Saturday, April 3, 2021

Ecclesiastic Collisions

 Yesterday Ginger took the day off from her day job and we drove down to Mesa to spend the afternoon and her folks' place in the RV Park. Her niece was in town, during the last spring break of her high school years. Last year she hadn't been able to come down because of the shutdown, and it had been over a year since Ginger had seen her niece. They had gotten together earlier in the week, and this was the second and last opportunity as her niece was to fly back East the next day, Holy Saturday.
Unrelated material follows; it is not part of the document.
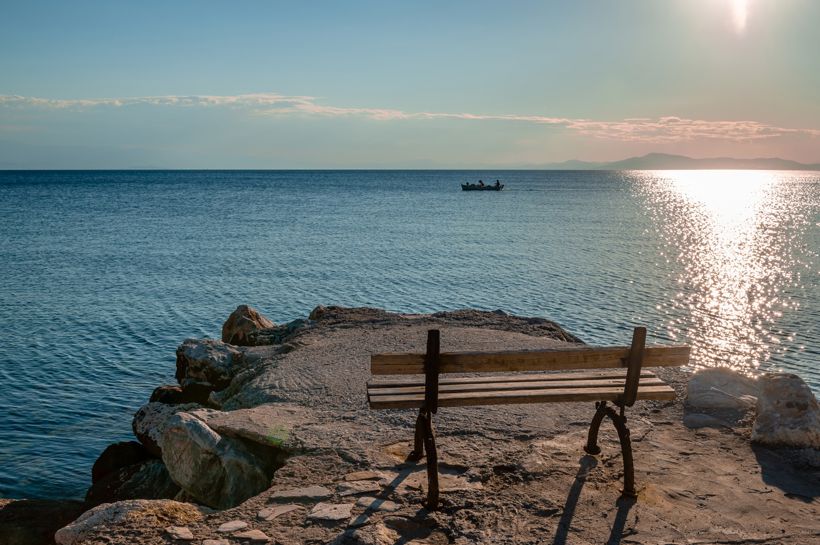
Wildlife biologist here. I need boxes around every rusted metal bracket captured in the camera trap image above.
[584,401,638,498]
Ginger had told me we were having a Good Friday dinner, or something like that. I joked about whether we were celebrating Jesus' death. But since it was the last chance to see her niece, essentially we had Easter dinner two days early. The Ecclesiastic Calendar is like that these days. In fact I have't even done a good fast from food this Lent at all. Having done that in the past, somewhat successfully, I  chose to concentrate on other self mortifications this year, which were more challenging but less overt to my life. 
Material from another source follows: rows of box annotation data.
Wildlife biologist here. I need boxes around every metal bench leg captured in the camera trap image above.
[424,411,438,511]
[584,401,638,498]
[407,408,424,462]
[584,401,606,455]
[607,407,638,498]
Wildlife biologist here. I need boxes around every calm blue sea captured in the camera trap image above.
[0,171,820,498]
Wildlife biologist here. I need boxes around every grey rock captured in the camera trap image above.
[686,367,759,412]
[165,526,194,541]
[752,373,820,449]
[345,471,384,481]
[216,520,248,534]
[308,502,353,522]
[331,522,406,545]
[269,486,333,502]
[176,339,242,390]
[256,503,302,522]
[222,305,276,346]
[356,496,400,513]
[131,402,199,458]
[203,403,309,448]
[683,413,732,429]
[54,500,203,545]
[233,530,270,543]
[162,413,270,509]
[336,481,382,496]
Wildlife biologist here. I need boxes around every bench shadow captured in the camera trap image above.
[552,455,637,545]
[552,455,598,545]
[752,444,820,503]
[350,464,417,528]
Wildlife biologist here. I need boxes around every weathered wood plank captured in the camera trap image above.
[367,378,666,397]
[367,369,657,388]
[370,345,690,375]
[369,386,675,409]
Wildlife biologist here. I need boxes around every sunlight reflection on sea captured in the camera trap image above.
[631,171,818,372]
Since Orthodox Easter falls so late this year (May 2), I may take the opportunity to fast during April, in what is nominally the Easter Season of the Catholic Calendar (and therefore a celebratory one). I believe this is permissible so long as I wait to start fasting until after Divine Mercy Sunday, which is the Sunday one week after Easter, and thus the last day of the Octave of Easter (8-day holy celebration). Divine Mercy Sunday has emerged as one of the most popular modern-introduced Catholic holidays, being celebrated by many neo-traditionalists, in part due to the tireless efforts of Mother Angelica.

We had our anticipatory Easter dinner and farewell to Ginger's niece in the permanent home in the RV Park in Mesa where Ginger's folks live. The park had held its own Easter Egg hunt that morning. Fred talked about the scramble to find the eggs by women the park, all of whom are off Fred's generation, which is to say Boomers. It seems to be the thing to do here, to have a celebration on Good Friday, as I had learned from Reddit that there is a long tradition in the Phoenix Valley, held by one of the local broadcast stations, of hiding empty beer keys as "Easter Eggs" around the valley and leaving clues to it for listeners to locate them and win prizes.
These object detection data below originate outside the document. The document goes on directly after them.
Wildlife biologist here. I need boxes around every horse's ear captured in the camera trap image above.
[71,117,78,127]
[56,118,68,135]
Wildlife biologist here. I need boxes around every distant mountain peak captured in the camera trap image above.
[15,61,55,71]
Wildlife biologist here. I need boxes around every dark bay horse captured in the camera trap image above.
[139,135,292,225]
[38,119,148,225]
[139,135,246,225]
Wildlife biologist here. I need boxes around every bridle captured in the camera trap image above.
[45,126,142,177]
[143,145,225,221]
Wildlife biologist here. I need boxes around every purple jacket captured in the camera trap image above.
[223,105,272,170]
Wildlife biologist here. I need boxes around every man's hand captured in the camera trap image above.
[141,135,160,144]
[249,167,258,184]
During the meal Fred kept the live feed on their big screen television from their built-in Youtube app, showing the live view of the volcano in Iceland. Ginger had been running this all week in our living room, which doubles as her office during part of the weekday. Live streaming is the new way things are done. 

After dinner, at my suggestion, we took a break from the volcano for a while and watched other short recorded Youtube videos made my students at the small liberal arts college in Illinois where Ginger's niece has been accepted as a freshman for the fall term of 2021. 

 She did theater all through high school in City-on-the-Ohio-River-Downstream-from-Cincinnati (as much as theater could be done this past year). She specialized in costume making and through her research she found exactly the right place where she could go and jump right into costume making in the theater department, which has a reputation for its ability to place its students in professional theater positions in the technical areas, and even acting on Broadway.

She has a strong sense of what she wants to do, which is what young people must have these days, if they are going to go to college. I told her and Ginger's folks that this was so different than how I approached things, in an era when students had the luxury to go to school with an open-ended plan for their education, and to find out what they wanted to do. Now it is probably worth going to college only if you have a specific sharp-focussed goal like Ginger's niece. I told her she was going to rule the costume room of the theater department if not by her sophomore year, then at least by her senior year. Half of life success consists of just sticking around.

The videos we watched on Youtube included students showing off their campus, and the dorms, as well as a tour of the new theater building by the department head.  We got to see the rooms where Ginger's niece was going to ply her craft. This kind of thing---showing off where I was going---would have mortified me when I was eighteen but Ginger's niece didn't seem to mind. She's very grounded that way.

We watched a few videos that were produced by the university. These could not be compared at all to the homespun ones, made by students walking around the campus and buildings. They were much slicker but they told me nothing about the campus. The other videos had made me feel as if I had actually been to the campus in person. I could extrapolate so much of my knowledge of other campuses into it, and it had become a virtual reality experience. I had even joked with Ginger the first time we watched them that I felt I had actually been to the university in the sense of having attended it.